In defining these new structures, I have tried to extend the same functions that have been extended for Plasmo. One exception is the relax_integrality function which could perhaps still be included in this PR.

…aints

src/distributed/distribute_optigraph.jl

src/distributed/jump_interop.jl

src/distributed/optinode.jl

src/macros.jl

jalving

This is PR very is very comprehensive. I only commented on minor things. For the sake of getting a working distributed version released, I think it is okay to release soon since base Plasmo code is hardly touched.

In the future, it would be great to find ways to cut down on duplicate implementations of the same Plasmo/JuMP interface, but this might be unavoidable given how JuMP extensions work.

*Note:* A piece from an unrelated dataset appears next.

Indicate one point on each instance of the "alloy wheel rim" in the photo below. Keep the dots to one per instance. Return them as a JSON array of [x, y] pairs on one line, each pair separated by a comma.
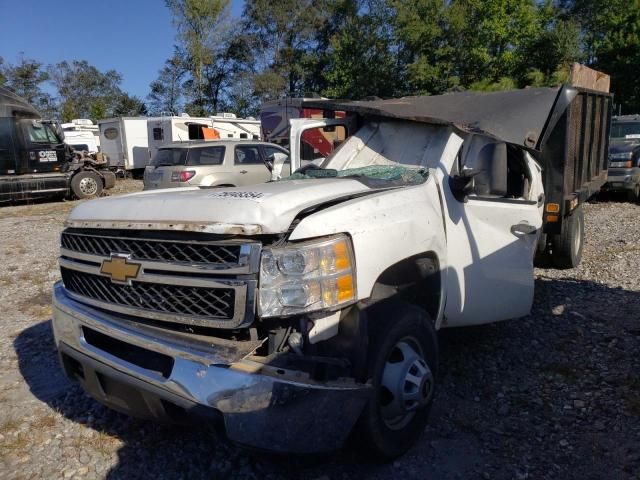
[[406, 385]]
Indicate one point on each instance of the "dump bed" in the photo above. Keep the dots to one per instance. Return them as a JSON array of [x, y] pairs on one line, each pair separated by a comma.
[[566, 128], [574, 156]]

jalving · 2025-08-18T04:14:42Z

I get this error from distributed when i run tests locally:

Unhandled Task ERROR: IOError: stream is closed or unusable
Stacktrace:
  [1] check_open
    @ ./stream.jl:388 [inlined]
  [2] uv_write_async(s::Base.PipeEndpoint, p::Ptr{UInt8}, n::UInt64)
    @ Base ./stream.jl:1108
  [3] uv_write(s::Base.PipeEndpoint, p::Ptr{UInt8}, n::UInt64)
    @ Base ./stream.jl:1069
  [4] unsafe_write(s::Base.PipeEndpoint, p::Ptr{UInt8}, n::UInt64)
    @ Base ./stream.jl:1154
  [5] write
    @ ./strings/io.jl:248 [inlined]
  [6] print
    @ ./strings/io.jl:250 [inlined]
  [7] print(::Base.PipeEndpoint, ::String, ::String)
    @ Base ./strings/io.jl:46
  [8] println(::Base.PipeEndpoint, ::String, ::Vararg{Any})
    @ Base ./strings/io.jl:75
  [9] println(xs::String)
    @ Base ./coreio.jl:4
 [10] (::Distributed.var"#37#38"{Int64, Base.PipeEndpoint})()
    @ Distributed ~/.julia/juliaup/julia-1.11.5+0.x64.linux.gnu/share/julia/stdlib/v1.11/Distributed/src/cluster.jl:289

But tests still pass.

I think using @suppress causes issues with distributed with how stdout gets forwarded. I think it should be simplest to just use JuMP.set_silent(graph). You might need to set a HiGHS optimizer attribute as well.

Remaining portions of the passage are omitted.